You can iterate over keys and values individually also. map.keySet() will provide a set of keys. map.values() will give a collection of values.

Javadoc for HashMap: https://docs.oracle.com/javase/9/docs/api/java/util/HashMap.html

How Hashing Works

Both HashSet and HashMap rely on a mechanism called hashing to store and retrieve data efficiently (often in O(1) constant time).

The Hashing Process

When you add an object to a hash-based collection, the following steps occur:

  1. HashCode Calculation: The object's hashCode() method is called to get an integer value.
  2. Index Calculation: This hash code is compressed to fit within the size of the internal array (buckets).
    • Formula: index = hashCode % N
    • Here, N is the size (length) of the array (buckets).
    • The modulus operator % ensures the result is always between 0 and N-1, which are valid array indices.
  3. Storage: The object is stored in the bucket at that index.

How Hashing Works

Hash Collisions

A Hash Collision occurs when two different objects produce the same hash code or map to the same bucket index.
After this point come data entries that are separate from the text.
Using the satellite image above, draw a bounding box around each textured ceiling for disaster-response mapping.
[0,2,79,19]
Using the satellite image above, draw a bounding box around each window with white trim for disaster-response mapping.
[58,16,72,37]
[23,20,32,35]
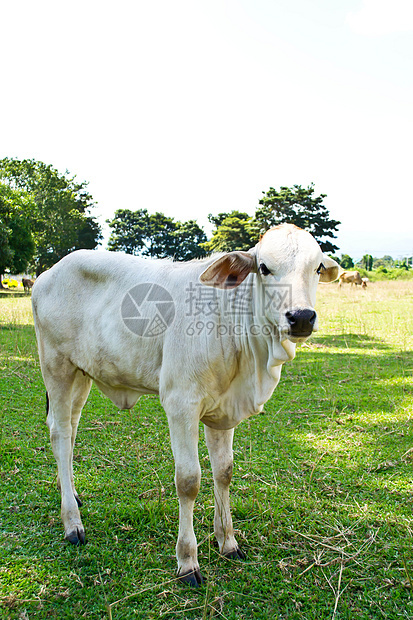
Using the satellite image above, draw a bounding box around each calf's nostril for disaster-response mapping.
[285,312,297,325]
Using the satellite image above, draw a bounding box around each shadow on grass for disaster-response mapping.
[310,333,391,349]
[0,289,25,299]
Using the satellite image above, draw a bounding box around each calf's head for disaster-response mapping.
[200,224,339,342]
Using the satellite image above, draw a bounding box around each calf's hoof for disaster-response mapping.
[223,547,247,560]
[65,528,86,546]
[178,568,205,588]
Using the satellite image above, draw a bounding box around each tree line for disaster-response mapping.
[0,157,340,286]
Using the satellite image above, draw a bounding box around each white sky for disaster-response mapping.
[0,0,413,258]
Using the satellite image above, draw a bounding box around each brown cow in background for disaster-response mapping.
[22,278,34,294]
[338,271,363,286]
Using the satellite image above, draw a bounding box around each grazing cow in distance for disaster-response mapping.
[338,271,363,287]
[32,224,339,586]
[22,278,34,294]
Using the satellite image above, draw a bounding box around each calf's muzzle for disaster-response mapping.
[285,308,317,338]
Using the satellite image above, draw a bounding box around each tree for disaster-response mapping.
[0,183,35,288]
[0,157,102,274]
[174,220,207,260]
[340,254,354,269]
[202,211,257,252]
[361,254,373,271]
[254,184,341,252]
[107,209,207,260]
[106,209,149,255]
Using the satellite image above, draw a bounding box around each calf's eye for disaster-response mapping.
[260,263,271,276]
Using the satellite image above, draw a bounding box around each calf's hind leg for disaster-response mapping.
[44,362,85,545]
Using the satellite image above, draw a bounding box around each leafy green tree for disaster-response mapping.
[0,183,35,288]
[340,254,354,269]
[202,211,257,252]
[361,254,373,271]
[174,220,207,260]
[0,157,102,274]
[254,184,340,252]
[108,209,206,260]
[106,209,149,255]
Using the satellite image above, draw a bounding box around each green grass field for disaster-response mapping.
[0,282,413,620]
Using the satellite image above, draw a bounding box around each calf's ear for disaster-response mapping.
[199,252,257,289]
[320,254,340,282]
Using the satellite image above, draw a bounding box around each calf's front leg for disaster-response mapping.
[168,414,204,587]
[205,426,245,559]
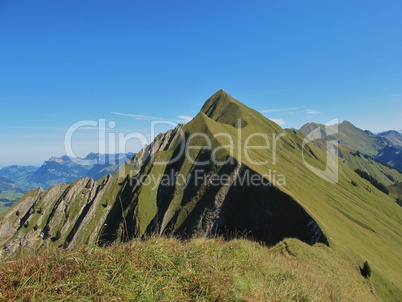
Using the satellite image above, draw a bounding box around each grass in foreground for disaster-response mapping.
[0,237,375,301]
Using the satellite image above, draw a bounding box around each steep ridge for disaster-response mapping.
[0,90,402,298]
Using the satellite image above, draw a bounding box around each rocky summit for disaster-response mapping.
[0,90,402,296]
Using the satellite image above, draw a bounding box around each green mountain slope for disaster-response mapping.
[0,91,402,300]
[0,236,378,302]
[378,130,402,147]
[300,121,389,156]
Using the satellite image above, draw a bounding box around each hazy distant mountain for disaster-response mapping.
[0,153,133,191]
[0,165,39,191]
[300,121,389,156]
[300,121,402,171]
[377,130,402,147]
[0,176,20,192]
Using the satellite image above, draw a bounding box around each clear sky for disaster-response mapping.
[0,0,402,166]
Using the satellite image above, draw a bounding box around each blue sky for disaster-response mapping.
[0,0,402,166]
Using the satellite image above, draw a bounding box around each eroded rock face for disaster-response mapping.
[0,122,327,257]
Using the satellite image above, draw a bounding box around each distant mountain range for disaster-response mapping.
[300,121,402,172]
[0,153,134,206]
[0,90,402,301]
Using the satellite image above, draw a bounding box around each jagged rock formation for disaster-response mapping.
[0,91,327,255]
[0,90,402,297]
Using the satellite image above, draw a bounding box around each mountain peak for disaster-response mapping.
[201,89,247,128]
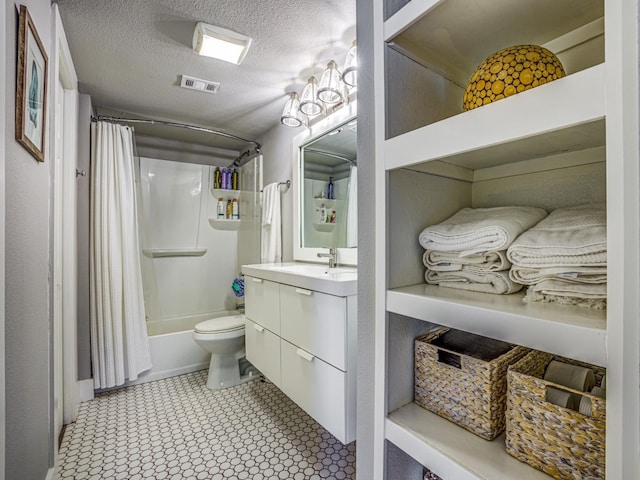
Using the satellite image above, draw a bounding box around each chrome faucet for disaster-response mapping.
[318,247,338,268]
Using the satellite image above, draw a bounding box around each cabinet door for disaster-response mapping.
[244,276,280,335]
[281,340,355,444]
[280,285,347,371]
[245,318,280,388]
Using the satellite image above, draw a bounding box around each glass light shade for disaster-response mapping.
[342,40,358,87]
[318,60,344,105]
[280,92,304,127]
[300,77,322,117]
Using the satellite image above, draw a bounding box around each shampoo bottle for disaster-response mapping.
[231,198,240,220]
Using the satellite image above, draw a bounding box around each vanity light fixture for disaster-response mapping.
[280,92,306,127]
[300,77,322,117]
[318,60,345,105]
[342,40,358,87]
[280,41,357,127]
[193,22,251,65]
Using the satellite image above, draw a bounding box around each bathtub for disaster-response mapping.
[119,310,244,386]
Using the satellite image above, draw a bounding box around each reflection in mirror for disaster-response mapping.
[299,118,358,248]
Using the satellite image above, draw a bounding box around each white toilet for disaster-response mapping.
[193,315,257,390]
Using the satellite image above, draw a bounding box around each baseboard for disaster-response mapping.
[78,378,94,402]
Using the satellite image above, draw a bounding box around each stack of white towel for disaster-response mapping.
[419,207,547,294]
[507,204,607,308]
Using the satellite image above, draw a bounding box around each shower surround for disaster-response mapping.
[128,156,262,385]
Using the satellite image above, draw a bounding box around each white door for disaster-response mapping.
[53,79,64,438]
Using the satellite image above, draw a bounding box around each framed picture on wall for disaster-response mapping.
[16,5,47,162]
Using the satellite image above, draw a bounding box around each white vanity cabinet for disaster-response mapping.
[243,269,357,444]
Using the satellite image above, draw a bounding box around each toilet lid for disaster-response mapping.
[194,315,244,333]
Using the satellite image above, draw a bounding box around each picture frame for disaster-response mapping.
[16,5,48,162]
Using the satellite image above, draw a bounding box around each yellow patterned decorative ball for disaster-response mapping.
[462,45,566,112]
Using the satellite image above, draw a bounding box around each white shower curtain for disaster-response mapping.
[347,165,358,248]
[89,122,151,388]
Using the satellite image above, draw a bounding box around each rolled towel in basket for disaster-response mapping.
[419,207,547,256]
[544,360,596,392]
[422,250,511,272]
[507,203,607,268]
[425,266,522,294]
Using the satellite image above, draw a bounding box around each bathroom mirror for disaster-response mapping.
[293,102,358,265]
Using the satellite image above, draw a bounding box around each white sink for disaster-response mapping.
[242,262,358,296]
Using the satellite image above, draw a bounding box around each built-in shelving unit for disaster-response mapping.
[372,0,640,480]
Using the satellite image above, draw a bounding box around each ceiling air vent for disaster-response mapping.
[180,75,220,93]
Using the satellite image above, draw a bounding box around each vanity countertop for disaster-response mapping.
[242,262,358,297]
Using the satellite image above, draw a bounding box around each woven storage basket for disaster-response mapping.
[415,328,529,440]
[506,351,606,480]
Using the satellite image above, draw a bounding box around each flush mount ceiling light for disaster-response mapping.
[193,22,251,65]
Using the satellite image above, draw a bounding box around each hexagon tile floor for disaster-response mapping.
[55,370,355,480]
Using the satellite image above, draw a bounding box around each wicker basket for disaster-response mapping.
[415,328,529,440]
[506,351,606,480]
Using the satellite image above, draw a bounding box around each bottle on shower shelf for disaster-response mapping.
[231,168,240,190]
[226,199,233,218]
[231,198,240,220]
[213,167,222,188]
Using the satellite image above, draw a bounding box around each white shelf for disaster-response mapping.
[142,248,207,258]
[211,188,242,201]
[385,403,551,480]
[387,284,607,366]
[383,0,604,87]
[384,65,606,170]
[209,217,240,230]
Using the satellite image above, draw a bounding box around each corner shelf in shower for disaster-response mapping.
[209,218,240,230]
[313,223,336,232]
[142,248,207,258]
[211,188,242,200]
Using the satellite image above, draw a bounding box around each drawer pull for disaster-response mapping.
[296,348,316,362]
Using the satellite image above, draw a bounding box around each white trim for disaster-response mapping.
[0,0,7,477]
[78,378,94,402]
[291,101,358,265]
[51,0,80,430]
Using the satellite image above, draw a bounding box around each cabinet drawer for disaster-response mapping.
[280,285,347,371]
[280,340,351,443]
[245,318,280,388]
[244,276,280,335]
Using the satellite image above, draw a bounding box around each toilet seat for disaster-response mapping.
[194,315,244,334]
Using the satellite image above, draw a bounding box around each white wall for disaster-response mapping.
[258,122,301,262]
[356,0,376,478]
[0,0,8,479]
[2,0,56,480]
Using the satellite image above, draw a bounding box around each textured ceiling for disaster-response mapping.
[57,0,356,149]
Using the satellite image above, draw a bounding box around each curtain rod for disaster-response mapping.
[91,115,262,153]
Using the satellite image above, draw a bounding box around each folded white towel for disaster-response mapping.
[419,207,547,256]
[425,266,522,294]
[509,265,607,285]
[507,204,607,268]
[422,250,511,272]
This is inevitable because the number of possible objects is infinite, but the number of integer hash codes (and array buckets) is finite.

Java handles collisions using Chaining. Each bucket actually holds a linked list (or a balanced tree in modern Java versions). If a collision occurs, the new object is simply added to the list in that bucket.

Hash Collision Handling

Important Concepts

  • One-Way Process: Hashing is a one-way function. You can generate a hash code from an object, but you cannot regenerate the original object from just the hash code. This is why we store the actual object (key) in the bucket along with the value.
  • Performance: If a hash function is poor and causes many collisions, elements will pile up in a few buckets. This degrades performance from O(1) to O(N) because the system has to traverse long linked lists to find your object. This is why overriding hashCode() correctly is crucial.